I am still against YouTube’s backwards policy of guilty until proven innocent because in cases such as these, nobody wins. The copyright holder gets the video taken down, good for them, but it’ll soon be uploaded somewhere else. This is a result of useless copyright law, but I won’t go into my anti-copyright stance in detail now. The JREF lose out because they have their entire channel taken offline over a couple of videos. Why couldn’t YouTube simply restrict access to those videos? It seems to me that completely banning a channel filled with over 200 videos of educational material is a very stupid thing to do, especially when only a few videos are breaking “copyright law”. I think YouTube needs to seriously reconsider how it handles copyright violations, or even channel maintenance. Educational channels should have some kind of protection, especially if a single copyright violation (which can be as much as the accidental use of a song) is going to get the entire channel taken down. If this was the CNN channel or Barack Obama’s channel, I somehow think YouTube would have actively tried to contact the owner first, or banned the single video, not everything.

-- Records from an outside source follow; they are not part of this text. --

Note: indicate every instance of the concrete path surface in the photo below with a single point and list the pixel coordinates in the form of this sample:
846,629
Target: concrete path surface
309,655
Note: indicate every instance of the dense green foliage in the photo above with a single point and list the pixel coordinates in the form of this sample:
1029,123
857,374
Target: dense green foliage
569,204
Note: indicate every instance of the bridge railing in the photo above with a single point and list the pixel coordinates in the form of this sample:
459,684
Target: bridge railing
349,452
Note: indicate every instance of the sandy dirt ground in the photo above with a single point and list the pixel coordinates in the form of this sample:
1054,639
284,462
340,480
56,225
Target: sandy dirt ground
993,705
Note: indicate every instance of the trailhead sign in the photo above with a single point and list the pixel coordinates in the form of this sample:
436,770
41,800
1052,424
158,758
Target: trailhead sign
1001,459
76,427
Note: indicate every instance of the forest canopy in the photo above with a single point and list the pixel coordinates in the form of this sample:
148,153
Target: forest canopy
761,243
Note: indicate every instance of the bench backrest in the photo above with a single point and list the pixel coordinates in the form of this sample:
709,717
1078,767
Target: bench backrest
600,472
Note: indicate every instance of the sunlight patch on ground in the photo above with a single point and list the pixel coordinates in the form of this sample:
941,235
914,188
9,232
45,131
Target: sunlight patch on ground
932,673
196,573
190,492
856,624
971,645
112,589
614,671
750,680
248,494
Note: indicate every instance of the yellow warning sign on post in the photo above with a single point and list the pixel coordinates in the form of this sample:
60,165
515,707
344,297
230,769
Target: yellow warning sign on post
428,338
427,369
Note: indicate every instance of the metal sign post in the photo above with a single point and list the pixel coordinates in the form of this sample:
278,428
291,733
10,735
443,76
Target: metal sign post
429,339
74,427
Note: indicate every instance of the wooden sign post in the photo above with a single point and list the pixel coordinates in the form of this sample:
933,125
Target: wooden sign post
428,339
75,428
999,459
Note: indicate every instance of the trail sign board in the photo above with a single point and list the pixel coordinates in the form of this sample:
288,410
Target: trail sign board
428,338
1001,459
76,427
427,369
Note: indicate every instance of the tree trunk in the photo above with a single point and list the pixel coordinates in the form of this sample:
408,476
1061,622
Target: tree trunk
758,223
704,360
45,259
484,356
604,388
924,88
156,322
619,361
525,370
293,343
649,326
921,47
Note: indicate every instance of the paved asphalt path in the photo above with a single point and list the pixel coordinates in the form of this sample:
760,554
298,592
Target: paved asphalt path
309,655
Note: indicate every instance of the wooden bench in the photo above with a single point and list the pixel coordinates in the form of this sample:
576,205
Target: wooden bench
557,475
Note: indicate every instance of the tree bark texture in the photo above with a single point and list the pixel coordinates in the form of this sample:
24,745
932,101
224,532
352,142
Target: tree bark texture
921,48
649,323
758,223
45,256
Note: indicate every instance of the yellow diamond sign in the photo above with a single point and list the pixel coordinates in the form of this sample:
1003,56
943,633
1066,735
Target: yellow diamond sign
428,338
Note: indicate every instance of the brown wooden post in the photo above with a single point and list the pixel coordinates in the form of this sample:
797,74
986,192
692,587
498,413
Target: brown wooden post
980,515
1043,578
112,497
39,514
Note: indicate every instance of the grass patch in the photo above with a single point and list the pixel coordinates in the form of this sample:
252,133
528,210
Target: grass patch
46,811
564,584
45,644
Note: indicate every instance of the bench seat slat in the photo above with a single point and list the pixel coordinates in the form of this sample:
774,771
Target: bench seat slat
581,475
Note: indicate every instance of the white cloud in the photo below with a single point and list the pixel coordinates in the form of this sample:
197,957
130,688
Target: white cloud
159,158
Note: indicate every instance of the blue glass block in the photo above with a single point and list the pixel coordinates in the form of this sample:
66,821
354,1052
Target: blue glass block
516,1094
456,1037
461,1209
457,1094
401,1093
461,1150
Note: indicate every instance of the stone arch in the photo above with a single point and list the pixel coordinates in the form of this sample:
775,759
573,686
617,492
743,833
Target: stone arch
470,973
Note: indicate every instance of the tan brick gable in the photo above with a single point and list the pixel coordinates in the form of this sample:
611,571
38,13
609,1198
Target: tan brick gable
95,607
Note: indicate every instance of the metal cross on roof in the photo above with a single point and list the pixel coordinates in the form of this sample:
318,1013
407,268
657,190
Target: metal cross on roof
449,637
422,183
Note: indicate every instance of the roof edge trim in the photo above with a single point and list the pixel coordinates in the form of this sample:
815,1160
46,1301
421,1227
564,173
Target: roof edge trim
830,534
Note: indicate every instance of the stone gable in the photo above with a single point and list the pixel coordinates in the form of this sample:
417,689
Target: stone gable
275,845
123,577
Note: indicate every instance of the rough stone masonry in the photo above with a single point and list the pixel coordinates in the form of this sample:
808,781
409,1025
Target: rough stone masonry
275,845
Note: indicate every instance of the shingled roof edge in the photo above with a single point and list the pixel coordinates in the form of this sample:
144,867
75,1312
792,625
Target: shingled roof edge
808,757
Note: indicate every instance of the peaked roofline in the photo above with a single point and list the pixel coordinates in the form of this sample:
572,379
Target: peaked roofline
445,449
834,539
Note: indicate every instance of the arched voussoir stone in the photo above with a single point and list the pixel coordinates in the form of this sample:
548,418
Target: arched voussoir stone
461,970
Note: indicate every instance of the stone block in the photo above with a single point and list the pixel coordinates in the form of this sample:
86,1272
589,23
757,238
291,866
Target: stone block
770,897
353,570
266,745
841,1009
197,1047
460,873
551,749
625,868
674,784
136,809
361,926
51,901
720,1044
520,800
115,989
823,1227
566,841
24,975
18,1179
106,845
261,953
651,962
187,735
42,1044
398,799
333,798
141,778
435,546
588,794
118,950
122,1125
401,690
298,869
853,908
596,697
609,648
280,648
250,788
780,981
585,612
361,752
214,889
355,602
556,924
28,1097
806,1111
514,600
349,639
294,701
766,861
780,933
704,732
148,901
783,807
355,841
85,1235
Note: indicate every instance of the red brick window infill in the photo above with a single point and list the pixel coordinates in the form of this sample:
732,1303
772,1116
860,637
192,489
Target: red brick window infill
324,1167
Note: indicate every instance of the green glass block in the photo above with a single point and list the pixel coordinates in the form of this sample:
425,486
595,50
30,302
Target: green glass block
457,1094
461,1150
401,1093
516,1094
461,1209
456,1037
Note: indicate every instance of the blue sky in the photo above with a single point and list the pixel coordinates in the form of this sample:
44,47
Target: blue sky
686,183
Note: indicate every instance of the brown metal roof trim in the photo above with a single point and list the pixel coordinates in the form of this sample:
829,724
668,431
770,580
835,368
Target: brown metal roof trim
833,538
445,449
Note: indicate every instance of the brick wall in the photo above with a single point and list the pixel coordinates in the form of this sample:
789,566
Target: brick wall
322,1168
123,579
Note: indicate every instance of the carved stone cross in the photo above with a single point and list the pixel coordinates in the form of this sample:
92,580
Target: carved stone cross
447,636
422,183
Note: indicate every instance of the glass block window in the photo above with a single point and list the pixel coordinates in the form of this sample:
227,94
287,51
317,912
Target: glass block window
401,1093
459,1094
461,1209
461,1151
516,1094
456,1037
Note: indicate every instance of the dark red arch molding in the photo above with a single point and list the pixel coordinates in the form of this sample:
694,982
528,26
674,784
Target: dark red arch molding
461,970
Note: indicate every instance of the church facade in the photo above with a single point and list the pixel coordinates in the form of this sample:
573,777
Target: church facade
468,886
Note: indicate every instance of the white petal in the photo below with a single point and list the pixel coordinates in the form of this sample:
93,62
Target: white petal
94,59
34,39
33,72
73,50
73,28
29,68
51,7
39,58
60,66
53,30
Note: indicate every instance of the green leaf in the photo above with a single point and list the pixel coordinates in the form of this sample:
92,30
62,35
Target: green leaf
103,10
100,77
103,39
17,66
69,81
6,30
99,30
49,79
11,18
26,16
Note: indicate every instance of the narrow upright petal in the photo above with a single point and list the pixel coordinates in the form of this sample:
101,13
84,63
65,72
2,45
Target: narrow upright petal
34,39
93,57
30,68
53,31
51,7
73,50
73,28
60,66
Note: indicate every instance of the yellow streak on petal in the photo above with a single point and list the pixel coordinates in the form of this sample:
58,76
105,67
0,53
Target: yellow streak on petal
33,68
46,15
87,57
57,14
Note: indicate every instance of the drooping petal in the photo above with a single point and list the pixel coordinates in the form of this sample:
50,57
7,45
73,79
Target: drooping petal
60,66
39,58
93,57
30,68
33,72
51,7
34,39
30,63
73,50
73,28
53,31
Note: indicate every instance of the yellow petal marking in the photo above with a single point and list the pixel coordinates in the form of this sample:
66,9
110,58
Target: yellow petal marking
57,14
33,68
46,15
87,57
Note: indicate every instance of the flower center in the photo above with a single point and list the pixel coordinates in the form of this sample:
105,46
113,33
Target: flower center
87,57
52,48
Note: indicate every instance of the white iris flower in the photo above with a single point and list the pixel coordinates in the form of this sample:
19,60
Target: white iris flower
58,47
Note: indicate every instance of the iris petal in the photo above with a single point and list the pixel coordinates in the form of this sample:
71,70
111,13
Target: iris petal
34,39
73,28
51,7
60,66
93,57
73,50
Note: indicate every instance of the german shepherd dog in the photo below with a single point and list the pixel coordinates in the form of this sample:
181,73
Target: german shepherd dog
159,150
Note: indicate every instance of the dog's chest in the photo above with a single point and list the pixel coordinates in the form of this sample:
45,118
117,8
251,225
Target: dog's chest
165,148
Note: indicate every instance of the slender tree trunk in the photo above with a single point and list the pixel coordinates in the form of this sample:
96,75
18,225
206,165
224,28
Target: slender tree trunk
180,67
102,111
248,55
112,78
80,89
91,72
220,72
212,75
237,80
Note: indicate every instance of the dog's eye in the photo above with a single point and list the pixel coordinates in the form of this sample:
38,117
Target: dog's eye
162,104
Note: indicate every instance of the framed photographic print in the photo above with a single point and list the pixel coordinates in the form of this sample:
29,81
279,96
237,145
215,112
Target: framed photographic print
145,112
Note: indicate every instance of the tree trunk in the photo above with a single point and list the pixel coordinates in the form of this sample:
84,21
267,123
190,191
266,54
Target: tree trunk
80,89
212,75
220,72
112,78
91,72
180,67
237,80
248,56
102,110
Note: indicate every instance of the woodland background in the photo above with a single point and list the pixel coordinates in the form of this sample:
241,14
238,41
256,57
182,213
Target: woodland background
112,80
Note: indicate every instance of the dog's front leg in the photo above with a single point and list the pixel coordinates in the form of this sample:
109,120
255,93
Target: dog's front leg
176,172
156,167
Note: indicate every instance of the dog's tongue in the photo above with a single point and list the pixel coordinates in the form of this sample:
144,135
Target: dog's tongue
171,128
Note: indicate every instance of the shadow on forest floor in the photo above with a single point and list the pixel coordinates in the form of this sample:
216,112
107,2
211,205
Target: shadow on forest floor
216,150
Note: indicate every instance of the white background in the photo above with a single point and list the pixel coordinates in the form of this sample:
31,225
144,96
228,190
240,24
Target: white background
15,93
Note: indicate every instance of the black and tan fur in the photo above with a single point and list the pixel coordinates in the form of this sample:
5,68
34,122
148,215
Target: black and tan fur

The biggest loser through all this is YouTube itself, which was the subject of numerous articles in the skeptic/atheist blogosphere over the past few days. The fact that good people seem to suffer at the hands of YouTube’s copyright policies has always been the problem with issues of censorship. Whether or not the original motive for censorship was good or not (as with the recent Australian ISP filtering), there are always going to be innocent people who suffer because of it. Censorship is a flawed system that never works because it has to have a benevolent dictator behind it, and YouTube is far from benevolent. It is evident that YouTube needs to rethink it’s policy on dealing with copyright claims, especially when the channel belongs to an otherwise innocent person.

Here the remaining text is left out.